Click4Ai

84.

Medium

Implement the **Silhouette Score** for evaluating clustering quality.

For each point i:

a(i) = average distance to all other points in the SAME cluster

b(i) = minimum average distance to points in any OTHER cluster

s(i) = (b(i) - a(i)) / max(a(i), b(i))

The overall silhouette score is the mean of s(i) across all points.

**Range:** -1 to +1

  • **+1:** Points are well-matched to their own cluster
  • **0:** Points are on the boundary between clusters
  • **-1:** Points are likely assigned to the wrong cluster
  • Example:

    X = [[1,2], [1.5,1.8], [5,8], [8,8], [1,0.6], [9,11]]

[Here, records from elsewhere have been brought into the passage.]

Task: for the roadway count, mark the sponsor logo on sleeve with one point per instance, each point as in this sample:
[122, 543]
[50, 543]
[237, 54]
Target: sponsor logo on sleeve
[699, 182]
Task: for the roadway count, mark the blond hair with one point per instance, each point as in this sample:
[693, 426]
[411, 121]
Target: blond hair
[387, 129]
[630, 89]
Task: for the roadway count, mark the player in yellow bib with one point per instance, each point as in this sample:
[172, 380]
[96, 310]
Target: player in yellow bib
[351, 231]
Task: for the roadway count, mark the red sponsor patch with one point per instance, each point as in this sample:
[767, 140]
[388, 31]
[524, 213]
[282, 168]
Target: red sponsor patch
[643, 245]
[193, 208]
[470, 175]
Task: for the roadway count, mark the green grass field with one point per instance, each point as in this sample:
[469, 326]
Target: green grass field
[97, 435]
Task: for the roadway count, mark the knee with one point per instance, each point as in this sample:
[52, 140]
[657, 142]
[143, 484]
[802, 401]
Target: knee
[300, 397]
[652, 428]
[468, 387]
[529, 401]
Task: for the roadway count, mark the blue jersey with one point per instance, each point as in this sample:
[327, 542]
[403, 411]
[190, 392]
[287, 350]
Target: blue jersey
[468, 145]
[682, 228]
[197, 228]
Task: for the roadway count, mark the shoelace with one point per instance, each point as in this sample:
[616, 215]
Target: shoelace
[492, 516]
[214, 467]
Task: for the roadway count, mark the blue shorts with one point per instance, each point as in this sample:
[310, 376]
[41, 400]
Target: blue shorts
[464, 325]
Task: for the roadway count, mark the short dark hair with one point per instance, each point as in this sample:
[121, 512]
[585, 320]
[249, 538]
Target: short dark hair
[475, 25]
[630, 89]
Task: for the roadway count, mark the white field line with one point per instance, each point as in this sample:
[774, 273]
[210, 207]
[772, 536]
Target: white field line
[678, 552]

    labels = [0, 0, 1, 1, 0, 1]

    silhouette_score(X, labels) → ~0.66

    Constraints:

  • Use Euclidean distance
  • Handle clusters with only one point (silhouette = 0 for that point)
  • Return the average silhouette score across all points
  • Test Cases

    Test Case 1
    Input: X=[[1,2],[1.5,1.8],[5,8],[8,8],[1,0.6],[9,11]], labels=[0,0,1,1,0,1]
    Expected: ~0.66
    Test Case 2
    Input: Perfect clustering (well-separated groups)
    Expected: close to 1.0
    Test Case 3
    Input: Random labels on clustered data
    Expected: close to 0 or negative
    + 2 hidden test cases